Inspiration indeed to take a closer look at this very beneficial plant borage (Borago Officinalis) offering beauty benefits to us and vital forage to bees.
The beautiful sky blue flowers of borage have been grown in the British Isles for many centuries, although it is an introduced species. Often it can be found on waste ground as it self seeds each year, once established in a garden will produce wonderful forage for bees and other pollinators. The flowers are also edible and can be used in salads and as drink garnishes, borage has also been grown as a field crop seed oil sold as starflower oil.
Borage and Bees
Honeybees, long and short tongued bumblebees and solitary bees benefit from borage. Honeybees work mainly for nectar, bumblebees for nectar and pollen the nectar is white bluish grey or almost white.
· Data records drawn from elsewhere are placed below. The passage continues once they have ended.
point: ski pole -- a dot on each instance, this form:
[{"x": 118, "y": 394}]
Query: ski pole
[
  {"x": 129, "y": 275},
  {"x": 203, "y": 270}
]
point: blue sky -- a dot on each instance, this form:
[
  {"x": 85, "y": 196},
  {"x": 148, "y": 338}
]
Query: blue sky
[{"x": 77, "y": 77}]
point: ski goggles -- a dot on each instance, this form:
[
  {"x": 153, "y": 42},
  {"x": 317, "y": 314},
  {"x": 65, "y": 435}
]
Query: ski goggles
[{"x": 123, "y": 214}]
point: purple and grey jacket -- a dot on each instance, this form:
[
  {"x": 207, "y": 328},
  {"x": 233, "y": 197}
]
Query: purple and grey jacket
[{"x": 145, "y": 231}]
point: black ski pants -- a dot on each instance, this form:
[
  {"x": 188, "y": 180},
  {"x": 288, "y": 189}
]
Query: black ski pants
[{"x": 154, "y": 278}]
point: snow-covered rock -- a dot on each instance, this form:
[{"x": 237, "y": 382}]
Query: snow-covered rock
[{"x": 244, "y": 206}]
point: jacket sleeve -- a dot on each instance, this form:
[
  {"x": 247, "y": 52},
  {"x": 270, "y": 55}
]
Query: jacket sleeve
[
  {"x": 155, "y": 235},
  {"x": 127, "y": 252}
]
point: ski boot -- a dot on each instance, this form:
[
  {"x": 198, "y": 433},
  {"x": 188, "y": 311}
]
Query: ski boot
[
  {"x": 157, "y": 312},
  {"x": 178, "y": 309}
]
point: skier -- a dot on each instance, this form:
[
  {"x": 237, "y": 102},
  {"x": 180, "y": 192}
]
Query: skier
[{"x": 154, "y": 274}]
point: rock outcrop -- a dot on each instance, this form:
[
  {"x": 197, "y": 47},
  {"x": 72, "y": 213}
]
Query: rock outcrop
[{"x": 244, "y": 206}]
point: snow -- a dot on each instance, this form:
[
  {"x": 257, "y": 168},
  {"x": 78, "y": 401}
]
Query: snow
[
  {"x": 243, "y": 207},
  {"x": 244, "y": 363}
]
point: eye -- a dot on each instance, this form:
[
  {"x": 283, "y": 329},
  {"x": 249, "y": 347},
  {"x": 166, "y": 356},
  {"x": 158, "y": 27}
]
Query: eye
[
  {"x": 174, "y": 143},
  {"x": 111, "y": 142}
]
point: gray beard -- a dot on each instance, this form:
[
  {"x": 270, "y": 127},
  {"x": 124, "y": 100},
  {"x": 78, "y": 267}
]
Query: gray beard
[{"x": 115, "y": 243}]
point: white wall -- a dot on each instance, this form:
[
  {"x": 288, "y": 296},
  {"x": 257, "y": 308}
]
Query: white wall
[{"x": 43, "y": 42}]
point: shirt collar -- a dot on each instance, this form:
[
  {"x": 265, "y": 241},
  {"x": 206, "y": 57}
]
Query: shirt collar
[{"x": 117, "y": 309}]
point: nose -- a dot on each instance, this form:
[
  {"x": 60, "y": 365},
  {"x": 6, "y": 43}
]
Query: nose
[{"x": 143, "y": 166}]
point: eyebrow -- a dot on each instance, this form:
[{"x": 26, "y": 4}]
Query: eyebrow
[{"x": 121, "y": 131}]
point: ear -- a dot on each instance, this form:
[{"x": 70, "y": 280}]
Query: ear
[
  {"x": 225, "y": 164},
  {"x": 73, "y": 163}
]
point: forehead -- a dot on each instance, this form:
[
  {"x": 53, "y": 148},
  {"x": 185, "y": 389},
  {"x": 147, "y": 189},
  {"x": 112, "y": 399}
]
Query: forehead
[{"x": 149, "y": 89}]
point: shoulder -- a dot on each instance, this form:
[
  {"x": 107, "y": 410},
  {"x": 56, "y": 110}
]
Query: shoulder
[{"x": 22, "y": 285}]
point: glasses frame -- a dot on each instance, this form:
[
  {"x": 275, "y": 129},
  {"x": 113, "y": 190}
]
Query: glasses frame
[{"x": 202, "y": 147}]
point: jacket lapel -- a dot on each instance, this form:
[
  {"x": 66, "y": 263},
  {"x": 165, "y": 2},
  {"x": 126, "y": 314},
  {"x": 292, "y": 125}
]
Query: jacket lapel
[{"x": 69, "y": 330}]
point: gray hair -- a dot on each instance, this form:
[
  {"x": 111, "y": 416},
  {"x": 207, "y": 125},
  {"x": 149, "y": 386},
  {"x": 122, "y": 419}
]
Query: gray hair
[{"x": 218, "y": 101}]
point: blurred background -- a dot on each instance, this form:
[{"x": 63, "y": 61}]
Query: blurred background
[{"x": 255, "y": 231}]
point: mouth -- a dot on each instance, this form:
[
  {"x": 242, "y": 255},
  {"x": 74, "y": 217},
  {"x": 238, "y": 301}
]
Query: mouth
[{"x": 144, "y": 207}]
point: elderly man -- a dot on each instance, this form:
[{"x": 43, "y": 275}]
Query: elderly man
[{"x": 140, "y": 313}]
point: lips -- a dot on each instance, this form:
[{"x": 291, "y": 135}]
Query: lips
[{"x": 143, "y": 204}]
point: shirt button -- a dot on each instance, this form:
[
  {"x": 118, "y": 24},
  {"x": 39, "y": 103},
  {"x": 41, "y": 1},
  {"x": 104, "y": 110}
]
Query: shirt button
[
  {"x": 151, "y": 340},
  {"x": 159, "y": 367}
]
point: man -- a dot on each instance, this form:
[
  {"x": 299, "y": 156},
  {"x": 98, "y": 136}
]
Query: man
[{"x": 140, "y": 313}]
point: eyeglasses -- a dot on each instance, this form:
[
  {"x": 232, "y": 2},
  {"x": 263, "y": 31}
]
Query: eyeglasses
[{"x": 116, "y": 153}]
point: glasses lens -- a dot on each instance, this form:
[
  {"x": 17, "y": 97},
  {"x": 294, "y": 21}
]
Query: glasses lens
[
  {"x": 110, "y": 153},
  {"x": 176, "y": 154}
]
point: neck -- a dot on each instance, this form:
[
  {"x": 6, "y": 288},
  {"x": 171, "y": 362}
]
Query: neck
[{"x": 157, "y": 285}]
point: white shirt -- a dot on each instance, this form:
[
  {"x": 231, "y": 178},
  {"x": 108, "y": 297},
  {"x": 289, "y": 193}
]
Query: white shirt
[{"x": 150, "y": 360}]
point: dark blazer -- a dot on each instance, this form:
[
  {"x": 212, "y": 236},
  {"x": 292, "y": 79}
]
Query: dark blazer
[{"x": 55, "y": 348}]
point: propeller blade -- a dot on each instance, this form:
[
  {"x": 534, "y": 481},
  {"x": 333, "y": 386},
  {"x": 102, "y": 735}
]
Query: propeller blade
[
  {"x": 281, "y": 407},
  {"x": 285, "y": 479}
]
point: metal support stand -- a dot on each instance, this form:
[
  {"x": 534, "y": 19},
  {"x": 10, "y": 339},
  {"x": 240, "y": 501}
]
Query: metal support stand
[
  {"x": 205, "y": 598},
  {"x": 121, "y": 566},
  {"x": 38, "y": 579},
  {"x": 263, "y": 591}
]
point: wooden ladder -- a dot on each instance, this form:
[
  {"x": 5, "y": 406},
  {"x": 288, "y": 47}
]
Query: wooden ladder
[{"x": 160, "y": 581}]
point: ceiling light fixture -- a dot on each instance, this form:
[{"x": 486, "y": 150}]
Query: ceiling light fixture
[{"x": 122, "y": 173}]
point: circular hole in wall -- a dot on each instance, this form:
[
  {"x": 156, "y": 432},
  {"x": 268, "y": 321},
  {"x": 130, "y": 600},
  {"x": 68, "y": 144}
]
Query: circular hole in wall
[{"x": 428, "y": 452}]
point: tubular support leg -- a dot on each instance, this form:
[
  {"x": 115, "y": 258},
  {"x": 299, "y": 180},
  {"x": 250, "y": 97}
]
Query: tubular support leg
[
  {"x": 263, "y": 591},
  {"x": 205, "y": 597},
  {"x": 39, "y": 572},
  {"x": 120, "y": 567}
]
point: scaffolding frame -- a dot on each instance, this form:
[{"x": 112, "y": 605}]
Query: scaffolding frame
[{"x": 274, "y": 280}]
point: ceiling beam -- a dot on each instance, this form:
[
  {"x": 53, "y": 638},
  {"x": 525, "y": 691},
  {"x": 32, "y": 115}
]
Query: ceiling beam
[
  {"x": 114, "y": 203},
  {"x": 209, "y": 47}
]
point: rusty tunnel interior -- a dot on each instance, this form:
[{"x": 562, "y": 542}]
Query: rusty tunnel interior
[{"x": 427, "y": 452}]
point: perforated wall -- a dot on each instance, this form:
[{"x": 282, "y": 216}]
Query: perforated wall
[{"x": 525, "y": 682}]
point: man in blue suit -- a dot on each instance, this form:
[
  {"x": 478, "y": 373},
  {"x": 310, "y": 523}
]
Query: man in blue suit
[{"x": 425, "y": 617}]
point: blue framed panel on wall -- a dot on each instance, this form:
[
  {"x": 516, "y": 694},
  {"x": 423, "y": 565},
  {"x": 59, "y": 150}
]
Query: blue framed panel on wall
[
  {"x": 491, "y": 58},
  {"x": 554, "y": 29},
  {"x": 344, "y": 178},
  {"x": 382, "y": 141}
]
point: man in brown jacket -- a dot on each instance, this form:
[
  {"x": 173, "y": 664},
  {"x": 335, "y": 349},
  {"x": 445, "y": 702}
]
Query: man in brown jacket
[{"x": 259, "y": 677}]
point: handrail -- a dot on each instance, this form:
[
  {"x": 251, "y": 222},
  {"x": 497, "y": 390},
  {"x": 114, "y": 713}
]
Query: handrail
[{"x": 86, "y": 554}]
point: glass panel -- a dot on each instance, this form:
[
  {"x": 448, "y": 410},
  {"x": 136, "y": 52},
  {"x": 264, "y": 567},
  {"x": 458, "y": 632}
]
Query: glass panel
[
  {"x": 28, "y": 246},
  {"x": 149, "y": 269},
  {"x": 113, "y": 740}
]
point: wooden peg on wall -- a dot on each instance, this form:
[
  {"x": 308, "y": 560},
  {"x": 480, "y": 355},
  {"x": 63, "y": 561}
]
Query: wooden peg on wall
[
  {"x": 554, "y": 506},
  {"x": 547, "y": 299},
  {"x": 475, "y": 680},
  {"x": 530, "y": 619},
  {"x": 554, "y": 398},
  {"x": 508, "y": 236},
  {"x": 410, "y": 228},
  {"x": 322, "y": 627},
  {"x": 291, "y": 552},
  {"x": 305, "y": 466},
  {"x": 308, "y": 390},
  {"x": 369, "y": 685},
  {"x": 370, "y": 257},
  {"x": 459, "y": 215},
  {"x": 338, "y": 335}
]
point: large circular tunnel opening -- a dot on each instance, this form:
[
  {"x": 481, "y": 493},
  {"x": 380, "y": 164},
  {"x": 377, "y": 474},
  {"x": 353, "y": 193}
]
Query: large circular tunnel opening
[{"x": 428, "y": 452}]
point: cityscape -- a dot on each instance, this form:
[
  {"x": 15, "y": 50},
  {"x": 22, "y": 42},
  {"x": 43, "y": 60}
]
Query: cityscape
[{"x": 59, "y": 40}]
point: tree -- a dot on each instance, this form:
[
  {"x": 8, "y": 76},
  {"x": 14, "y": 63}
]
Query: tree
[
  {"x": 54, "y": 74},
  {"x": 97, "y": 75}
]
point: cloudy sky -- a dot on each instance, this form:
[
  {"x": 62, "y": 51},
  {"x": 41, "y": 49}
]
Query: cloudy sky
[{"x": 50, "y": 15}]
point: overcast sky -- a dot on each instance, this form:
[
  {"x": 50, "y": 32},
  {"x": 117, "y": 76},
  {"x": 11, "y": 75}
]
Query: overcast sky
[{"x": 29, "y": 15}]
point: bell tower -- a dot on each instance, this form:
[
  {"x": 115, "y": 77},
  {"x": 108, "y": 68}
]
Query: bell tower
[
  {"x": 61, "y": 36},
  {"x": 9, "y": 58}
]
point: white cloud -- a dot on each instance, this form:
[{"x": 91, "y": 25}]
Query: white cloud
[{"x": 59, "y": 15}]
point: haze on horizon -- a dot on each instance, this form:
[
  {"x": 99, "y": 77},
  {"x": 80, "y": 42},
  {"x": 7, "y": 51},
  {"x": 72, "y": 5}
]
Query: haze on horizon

Some types of bumblebee buzz the anthers containing the pollen which caused a pollen cloud, which can be collected and groomed off the bees. Borage honey is very pale and runny with a mild flavour. Beekeepers like to see bees foraging amongst the borage flowers, as it keeps them busy all day long, and a chance to see the honey bee hard at work.
Borage and Beauty
I use Borage Oil as a carrier oil for blending my essential oils.
Extracted from dark brown seeds, borage seed yields the highest level
of the fatty acid gamma linolenic acid than any other oil (GLA). It is also produced for its medicinal properties and sold as starflower oil usually in capsule form. Borage oil is ideal for re-establishing and maintaining normal skin balance. I use especially if my client has very dry skin which need regulation, and is very beneficial in treating eczema and psoriasis. With hydrating, nourishing and soothing properties.